Jason Moser: Yeah. I think you probably hit on the point I would have mentioned, price to me is everything here. As long as they’re getting a fair price and they’re not out there trying to outbid someone else for this because I do feel like I’m getting a little concerned. Are they pursuing too many verticals at once versus not really just focusing on doing a couple of things really well right now. I can see the merits to both. We can see examples throughout history of it working out both ways too. Then when it comes to his management style, it really just boils down to making sure that you’re hiring good people, and I think he tends to do that. He’s even said before. That he sees that as his primary role is basically finding the talent to help run these businesses and letting them do their thing. Hopefully, that does work out the way it’s worked out for Buffett and Munger through the years over at Berkshire Hathaway (NYSE: BRK.A)(NYSE: BRK.B). I certainly like the markets they’re pursuing. Remember when they got rid of Caviar? Remember they got rid of Caviar, the food delivery business, that to me was a perfect example of a business that just wasn’t really in line with the rest of the stuff they were doing. The tax business could be. I don’t know what kind of traction it’ll gain. But certainly, it made me think about that bigger question of, all right, let’s make sure these guys aren’t trying to do too many things at once because that can really be difficult sometimes. It’s something to keep in mind, I guess.
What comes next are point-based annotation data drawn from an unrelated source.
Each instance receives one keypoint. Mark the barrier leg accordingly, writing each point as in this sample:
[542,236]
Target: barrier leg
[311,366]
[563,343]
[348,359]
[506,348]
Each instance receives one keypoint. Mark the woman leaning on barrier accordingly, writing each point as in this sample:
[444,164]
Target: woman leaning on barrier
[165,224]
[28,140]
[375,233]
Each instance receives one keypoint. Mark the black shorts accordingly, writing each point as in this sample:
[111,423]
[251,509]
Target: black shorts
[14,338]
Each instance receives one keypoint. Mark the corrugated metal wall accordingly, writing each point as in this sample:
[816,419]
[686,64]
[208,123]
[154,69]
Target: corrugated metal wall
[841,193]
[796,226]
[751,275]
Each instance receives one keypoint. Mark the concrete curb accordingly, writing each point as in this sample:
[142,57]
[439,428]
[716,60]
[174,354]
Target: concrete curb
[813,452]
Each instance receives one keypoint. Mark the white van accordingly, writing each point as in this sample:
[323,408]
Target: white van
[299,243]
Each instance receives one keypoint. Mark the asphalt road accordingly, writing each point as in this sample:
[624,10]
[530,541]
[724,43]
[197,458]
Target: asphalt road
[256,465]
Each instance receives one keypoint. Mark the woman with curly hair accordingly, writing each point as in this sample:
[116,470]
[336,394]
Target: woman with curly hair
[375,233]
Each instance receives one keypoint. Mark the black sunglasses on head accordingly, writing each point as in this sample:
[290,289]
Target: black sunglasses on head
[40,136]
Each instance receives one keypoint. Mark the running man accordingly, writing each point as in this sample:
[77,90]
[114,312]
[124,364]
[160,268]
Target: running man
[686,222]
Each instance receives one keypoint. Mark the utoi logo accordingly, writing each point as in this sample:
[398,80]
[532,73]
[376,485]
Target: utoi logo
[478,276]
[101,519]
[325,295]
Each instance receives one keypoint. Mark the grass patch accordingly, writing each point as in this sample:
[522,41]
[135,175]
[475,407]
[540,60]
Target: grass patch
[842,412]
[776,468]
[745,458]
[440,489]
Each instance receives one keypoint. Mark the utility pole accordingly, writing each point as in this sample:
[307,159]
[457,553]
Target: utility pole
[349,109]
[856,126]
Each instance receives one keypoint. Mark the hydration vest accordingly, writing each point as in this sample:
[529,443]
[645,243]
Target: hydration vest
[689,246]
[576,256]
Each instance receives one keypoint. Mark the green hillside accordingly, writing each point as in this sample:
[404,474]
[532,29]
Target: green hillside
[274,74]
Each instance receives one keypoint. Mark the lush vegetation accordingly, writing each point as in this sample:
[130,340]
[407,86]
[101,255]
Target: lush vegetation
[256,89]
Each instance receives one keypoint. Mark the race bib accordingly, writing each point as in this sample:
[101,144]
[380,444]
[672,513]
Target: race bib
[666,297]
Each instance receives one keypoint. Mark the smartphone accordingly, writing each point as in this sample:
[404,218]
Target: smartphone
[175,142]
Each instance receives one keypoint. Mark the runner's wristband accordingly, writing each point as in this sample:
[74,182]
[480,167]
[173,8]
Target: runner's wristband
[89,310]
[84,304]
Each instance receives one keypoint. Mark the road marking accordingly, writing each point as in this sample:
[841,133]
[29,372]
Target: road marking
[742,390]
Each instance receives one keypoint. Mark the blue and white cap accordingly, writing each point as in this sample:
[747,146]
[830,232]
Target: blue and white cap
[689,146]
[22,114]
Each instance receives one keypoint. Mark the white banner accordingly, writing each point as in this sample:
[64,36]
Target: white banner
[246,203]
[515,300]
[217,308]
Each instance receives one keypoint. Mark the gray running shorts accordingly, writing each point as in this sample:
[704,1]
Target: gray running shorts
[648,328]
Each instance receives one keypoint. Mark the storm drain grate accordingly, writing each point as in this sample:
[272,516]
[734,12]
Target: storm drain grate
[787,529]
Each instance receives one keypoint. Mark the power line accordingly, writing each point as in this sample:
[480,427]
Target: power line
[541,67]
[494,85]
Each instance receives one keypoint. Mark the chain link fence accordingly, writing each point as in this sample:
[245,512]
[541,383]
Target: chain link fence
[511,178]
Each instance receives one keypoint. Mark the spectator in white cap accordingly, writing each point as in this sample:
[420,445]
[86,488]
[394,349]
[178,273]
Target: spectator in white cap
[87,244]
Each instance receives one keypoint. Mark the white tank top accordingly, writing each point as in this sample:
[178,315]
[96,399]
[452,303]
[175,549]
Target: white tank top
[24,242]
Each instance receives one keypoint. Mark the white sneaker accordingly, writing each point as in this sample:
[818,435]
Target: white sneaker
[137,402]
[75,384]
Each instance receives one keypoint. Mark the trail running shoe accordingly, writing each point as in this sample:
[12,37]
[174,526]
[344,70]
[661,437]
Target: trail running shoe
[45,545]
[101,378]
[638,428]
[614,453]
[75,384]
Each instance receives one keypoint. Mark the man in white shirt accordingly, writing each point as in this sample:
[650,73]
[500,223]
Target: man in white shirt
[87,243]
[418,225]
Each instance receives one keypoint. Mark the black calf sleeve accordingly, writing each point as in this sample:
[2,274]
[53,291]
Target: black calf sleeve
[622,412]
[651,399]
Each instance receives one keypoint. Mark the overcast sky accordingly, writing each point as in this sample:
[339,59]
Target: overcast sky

Matt Frankel: Yes. Like I said, it needs to be for a reasonable price and it needs to add value to the business. The difference between Caviar and this, Square wants all their businesses to now fall into two very distinct baskets. Does this help people with personal finance, does it help with small business finance? Caviar doesn’t really fit into either of those, but tax-preparation definitely fits into the personal finance basket. That’s why it makes a little more sense than a Caviar type business, but I guess it has to be for the right price. I can’t imagine credit cards tax prep businesses is a giant moneymaker at this point.
Jason Moser: Yes. No, I mean, TurboTax, they really do own that market in a lot of ways too. But it can be sticky. It can be sticky so if they do it right, who knows? Jack has a good long term focus and I really like that about him and so I remain a very happy shareholder and I’m sure you do too.